Le gouvernement béninois a interdit les manifestations religieuses, de toutes les confessions, dans les rues, ici la ville d'Abomey, à 140 kilomètres de Cotonou.
© Wikimedia

Au Bénin, le gouvernement a interdit les manifestations religieuses, de toutes les confessions, dans les rues. La décision entre dans le cadre de la libération des espaces publics, lancée en janvier, qui consiste à faire partir tous ceux qui occupent les trottoirs et les terres pleins centraux. Au départ, c'est la prière musulmane du vendredi qui a été visée, à Cotonou elle a lieu sur certaines voies devant les mosquées et certaines places. La communauté musulmane s'oppose à cette mesure. Elle a rencontré les ministres de l'Intérieur et de la Justice mardi 31 janvier.

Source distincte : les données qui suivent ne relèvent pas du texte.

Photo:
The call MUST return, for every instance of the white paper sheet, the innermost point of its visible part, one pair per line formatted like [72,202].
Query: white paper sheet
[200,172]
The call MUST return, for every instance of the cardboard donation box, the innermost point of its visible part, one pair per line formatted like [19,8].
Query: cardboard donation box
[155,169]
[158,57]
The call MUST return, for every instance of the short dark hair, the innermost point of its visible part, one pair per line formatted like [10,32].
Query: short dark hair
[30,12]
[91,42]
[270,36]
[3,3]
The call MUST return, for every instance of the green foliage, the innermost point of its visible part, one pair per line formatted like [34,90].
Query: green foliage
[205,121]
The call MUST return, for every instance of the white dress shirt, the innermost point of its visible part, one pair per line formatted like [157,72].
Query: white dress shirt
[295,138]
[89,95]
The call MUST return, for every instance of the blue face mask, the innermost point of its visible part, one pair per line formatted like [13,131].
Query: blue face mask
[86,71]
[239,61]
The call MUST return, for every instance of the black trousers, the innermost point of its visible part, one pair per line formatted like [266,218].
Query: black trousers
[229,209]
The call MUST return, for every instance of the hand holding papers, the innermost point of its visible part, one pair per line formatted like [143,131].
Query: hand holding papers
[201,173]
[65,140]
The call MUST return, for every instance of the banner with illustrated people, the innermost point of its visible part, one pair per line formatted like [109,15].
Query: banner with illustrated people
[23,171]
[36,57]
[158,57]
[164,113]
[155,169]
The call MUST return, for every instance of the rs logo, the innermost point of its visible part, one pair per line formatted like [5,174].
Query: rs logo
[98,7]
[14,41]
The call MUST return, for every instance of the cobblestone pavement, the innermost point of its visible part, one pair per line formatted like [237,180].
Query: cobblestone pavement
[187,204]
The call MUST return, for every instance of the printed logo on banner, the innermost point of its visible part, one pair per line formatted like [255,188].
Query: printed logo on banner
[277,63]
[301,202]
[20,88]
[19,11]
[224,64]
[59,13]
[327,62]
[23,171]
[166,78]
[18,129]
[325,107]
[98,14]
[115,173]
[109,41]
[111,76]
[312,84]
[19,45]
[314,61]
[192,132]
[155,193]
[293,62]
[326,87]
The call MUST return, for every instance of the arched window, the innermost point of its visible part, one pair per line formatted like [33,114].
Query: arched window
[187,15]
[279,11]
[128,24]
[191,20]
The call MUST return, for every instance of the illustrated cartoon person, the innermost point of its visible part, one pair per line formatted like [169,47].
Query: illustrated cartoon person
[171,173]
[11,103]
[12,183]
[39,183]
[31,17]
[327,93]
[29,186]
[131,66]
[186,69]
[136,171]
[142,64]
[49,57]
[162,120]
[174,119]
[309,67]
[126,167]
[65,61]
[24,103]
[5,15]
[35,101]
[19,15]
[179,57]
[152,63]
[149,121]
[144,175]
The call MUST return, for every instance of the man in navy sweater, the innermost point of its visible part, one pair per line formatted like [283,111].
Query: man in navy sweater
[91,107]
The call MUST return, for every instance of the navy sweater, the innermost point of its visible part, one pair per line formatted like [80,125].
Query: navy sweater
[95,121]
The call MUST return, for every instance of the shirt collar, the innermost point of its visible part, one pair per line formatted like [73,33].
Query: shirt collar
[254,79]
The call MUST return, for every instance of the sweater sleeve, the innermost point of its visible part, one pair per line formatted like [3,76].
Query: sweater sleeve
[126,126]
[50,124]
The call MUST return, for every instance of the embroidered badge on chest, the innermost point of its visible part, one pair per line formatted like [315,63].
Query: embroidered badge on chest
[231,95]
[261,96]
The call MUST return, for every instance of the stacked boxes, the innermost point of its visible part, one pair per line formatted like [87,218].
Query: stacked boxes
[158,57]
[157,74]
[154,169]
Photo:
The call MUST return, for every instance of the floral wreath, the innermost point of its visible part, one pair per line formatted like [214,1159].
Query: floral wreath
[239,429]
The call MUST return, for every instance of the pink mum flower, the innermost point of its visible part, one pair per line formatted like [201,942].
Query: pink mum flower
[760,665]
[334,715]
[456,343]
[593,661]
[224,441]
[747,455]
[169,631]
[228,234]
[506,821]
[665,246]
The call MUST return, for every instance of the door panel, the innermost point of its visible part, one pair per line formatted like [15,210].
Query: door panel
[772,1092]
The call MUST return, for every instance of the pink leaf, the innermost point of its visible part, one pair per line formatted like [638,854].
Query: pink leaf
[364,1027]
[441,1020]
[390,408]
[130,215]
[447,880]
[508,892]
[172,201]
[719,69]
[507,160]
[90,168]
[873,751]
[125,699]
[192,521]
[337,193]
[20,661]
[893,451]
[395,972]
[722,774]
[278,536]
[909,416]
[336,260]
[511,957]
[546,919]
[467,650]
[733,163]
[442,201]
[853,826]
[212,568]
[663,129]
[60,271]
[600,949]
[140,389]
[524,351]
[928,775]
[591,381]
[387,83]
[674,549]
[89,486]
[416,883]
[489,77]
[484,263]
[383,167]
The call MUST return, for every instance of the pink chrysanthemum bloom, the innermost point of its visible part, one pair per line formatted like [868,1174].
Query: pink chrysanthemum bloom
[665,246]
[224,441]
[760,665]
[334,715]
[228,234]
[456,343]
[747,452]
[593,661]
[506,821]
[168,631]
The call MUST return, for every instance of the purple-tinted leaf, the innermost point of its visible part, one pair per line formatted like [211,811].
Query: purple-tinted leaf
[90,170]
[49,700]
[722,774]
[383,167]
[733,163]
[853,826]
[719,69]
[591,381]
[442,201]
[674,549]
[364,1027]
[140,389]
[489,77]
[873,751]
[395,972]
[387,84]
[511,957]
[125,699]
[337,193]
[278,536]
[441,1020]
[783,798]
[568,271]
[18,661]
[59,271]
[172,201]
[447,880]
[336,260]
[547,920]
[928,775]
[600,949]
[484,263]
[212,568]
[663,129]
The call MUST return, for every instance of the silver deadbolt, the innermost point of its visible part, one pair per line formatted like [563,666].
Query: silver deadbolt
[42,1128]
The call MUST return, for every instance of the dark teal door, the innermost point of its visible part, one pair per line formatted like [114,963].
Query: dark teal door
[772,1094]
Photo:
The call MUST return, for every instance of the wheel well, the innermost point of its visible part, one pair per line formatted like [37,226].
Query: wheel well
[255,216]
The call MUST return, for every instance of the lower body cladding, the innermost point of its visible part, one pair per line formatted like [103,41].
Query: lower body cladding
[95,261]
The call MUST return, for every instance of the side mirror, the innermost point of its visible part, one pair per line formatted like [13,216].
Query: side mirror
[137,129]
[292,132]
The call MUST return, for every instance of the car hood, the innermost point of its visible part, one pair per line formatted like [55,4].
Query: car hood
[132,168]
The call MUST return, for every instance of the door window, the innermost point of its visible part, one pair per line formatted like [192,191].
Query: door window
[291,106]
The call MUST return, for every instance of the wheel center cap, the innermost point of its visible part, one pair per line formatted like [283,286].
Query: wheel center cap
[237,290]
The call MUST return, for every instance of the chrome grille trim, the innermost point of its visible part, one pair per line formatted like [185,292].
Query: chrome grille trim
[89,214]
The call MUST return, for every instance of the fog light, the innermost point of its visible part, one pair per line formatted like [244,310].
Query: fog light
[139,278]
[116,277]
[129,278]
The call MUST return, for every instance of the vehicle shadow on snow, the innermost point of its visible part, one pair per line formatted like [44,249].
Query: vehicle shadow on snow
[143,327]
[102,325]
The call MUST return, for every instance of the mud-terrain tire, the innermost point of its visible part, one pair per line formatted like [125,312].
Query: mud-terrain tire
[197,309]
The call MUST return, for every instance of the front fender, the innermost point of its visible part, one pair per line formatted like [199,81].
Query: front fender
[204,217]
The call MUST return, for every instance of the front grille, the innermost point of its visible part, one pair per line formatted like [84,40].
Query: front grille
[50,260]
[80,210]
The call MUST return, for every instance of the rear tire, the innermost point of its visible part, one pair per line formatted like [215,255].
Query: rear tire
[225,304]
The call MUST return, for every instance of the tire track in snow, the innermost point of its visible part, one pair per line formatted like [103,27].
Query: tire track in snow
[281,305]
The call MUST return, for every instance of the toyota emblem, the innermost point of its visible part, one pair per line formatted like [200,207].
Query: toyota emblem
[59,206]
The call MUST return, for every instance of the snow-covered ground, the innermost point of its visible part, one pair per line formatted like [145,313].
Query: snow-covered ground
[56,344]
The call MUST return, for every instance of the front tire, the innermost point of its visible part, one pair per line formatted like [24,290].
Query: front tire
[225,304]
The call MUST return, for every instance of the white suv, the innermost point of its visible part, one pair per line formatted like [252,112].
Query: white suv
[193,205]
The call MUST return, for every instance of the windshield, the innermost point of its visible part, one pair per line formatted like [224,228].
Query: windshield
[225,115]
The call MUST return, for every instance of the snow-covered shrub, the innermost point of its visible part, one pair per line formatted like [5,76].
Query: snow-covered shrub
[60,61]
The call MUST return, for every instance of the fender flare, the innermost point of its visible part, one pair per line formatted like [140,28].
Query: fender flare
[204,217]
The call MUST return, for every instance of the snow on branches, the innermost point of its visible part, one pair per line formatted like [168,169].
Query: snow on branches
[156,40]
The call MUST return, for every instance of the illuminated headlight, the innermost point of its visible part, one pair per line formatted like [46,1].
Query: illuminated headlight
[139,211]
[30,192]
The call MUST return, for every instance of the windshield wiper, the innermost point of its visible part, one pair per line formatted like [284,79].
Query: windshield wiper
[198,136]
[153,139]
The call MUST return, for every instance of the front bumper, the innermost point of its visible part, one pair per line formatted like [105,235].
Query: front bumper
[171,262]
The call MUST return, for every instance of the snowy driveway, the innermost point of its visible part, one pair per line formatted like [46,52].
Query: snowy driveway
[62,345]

Pour cette première rencontre, les responsables musulmans ont été reçus au ministère de l'Intérieur et des Cultes par le ministre Sacca Lafia accompagné de celui de la Justice. Les deux hommes se sont appliqués à expliquer la mesure.

« L’ambition, c’est au plan sécuritaire, explique le garde des Sceaux Joseph Djogbenou, d’éviter des situations dangereuses. Au plan du cadre de vie, améliorer ce cadre. Ce n’est pas une mesure orientée à l’égard d’une confession religieuse. Nous sommes un pays de paix, un pays d’expression flamboyante de la foi. Le gouvernement ne peut pas empêcher cela. Mais en même temps, le gouvernement, c’est ordre, c'est sécurité. »

De leur côté, les chefs religieux musulmans ont été clairs. « Nous ne sommes pas du tout contre ces opérations d’assainissement, confie Ousmane Ibrahim, imam et premier vice-président de l'Union islamique du Bénin. Mais on nous dit que l’intérieur de la mosquée sera rempli et de ne pas nous permettre cinq à dix minutes pour mettre le tapis sur les trottoirs ou la voie publique et prié, c’est cela notre contrainte. Nous vous demandons de trouver une solution pour le cas du vendredi. »

La séance s'est terminée avec une prière. Le président Patrice Talon recevra les responsables musulmans samedi matin 3 février. Le ministre de l'Intérieur doit rencontrer les représentants des autres religions.